Frust bei Rode: "So dürfen wir nicht verlieren"

Eintracht Frankfurt: Fehlende Unterstützung als Negativfaktor

Frust bei Rode: "So dürfen wir nicht verlieren"

Sebastian Rode

"Das Leben sollte man nicht komplett tot legen": Sebastian Rode wünscht sich mehr Planungssicherheit und eine Aufrechterhaltung des Spielbetriebs. imago images

Die Erfolgsgeschichte der Eintracht in der Europa League, sie war stets auch eng verbunden mit der famosen Unterstützung der Frankfurter Fans. Unvergessen ist die Gruppenphase der letzten Saison, als die Heimspiele der Hessen zu wahren Festtagen gerieten und Gegner wie Lazio Rom (4:1), Marseille (4:0), Schachtar Donezk (4:1) oder Benfica Lissabon (2:0) zu Hause besiegt wurden.

Wer vor dem Geisterspiel gegen den FC Basel also Bedenken hatte, wie die Eintracht sich ohne die pushende Kulisse schlagen würde, konnte sich beim 0:3 bestätigt sehen. Ohne die nötige Durchschlagskraft, dafür mit einfachen Fehlern in der Defensive, verspielte die Elf von Adi Hütter eine gute Ausgangslage für den Einzug ins Viertelfinale. Sebastian Rode fand nach dem Spiel bei "DAZN" dementsprechend deutliche Worte: "Die Bedingungen waren nicht ganz einfach. Das gilt aber für beide. Unsere Fans sind normalerweise ein riesen Pluspunkt, die waren heute nicht da. Trotzdem dürfen wir nicht so verlieren."

Spielersteckbrief Rode

Rode Sebastian

Spielersteckbrief Sow

Sow Djibril

Rode: "Extrem schlecht verteidigt"

"Wir haben gar nicht so schlecht gespielt, haben in der zweiten Halbzeit aber zwei Kontertore kassiert, die extrem schlecht verteidigt waren - ein langer Ball, ein Doppelpass", beklagte sich Rode über das leichtfertige Verteidigen vor dem 0:2 und dem 0:3. In der Tat schien die Eintracht nicht in den bewährten Europapokal-Modus umschalten zu können.

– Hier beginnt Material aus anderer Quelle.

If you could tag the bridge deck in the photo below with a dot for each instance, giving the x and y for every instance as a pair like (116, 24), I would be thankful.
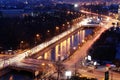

Ein Umstand, den auch Djibril Sow ansprach, der nach 45. Minuten für Goncalo Paciencia ausgewechselt worden war: "Uns hat heute einiges gefehlt. Auch die Zuschauer. Das hat man gespürt." Sportdirektor Bruno Hübner, der sich "sehr enttäuscht" zeigte, bemängelte, die Eintracht habe "viele schlechte Entscheidungen getroffen". Zugleich formulierte er eine vage Hoffnung für das Bundesliga-Spiel gegen Mönchengladbach am Sonntag (15.30 Uhr): "Für unser Spiel am Sonntag hat uns das heute geholfen, um die richtige Einstellung zu finden und mit dieser seltsamen Atmosphäre klarzukommen."

Rode: "Es braucht auch positive Signale"

Die Entscheidung, das Spiel ohne Zuschauer durchzuführen, war erst am Mittwochnachmittag gefällt worden. Zwar wollte Rode die Umstände nicht als Entschuldigung für die Niederlage verstanden wissen, trotzdem äußerte er seinen Unmut unmissverständlich - und sprach sich für mehr Klarheit in der Causa aus: "Man versucht, sich auf den Fußball zu konzentrieren, man hat keine Planungssicherheit. Das muss schnellstmöglich geschehen. So kann man auch weiterspielen. Klar ist es nicht schön ohne Fans. Ich weiß aber nicht, was man sonst machen kann. Das Leben sollte man nicht komplett tot legen. Es geht weiter. So ein Virus ist nicht das Ende. Es braucht auch positive Signale. Für mich gibt es keinen Grund, alles lahmzulegen."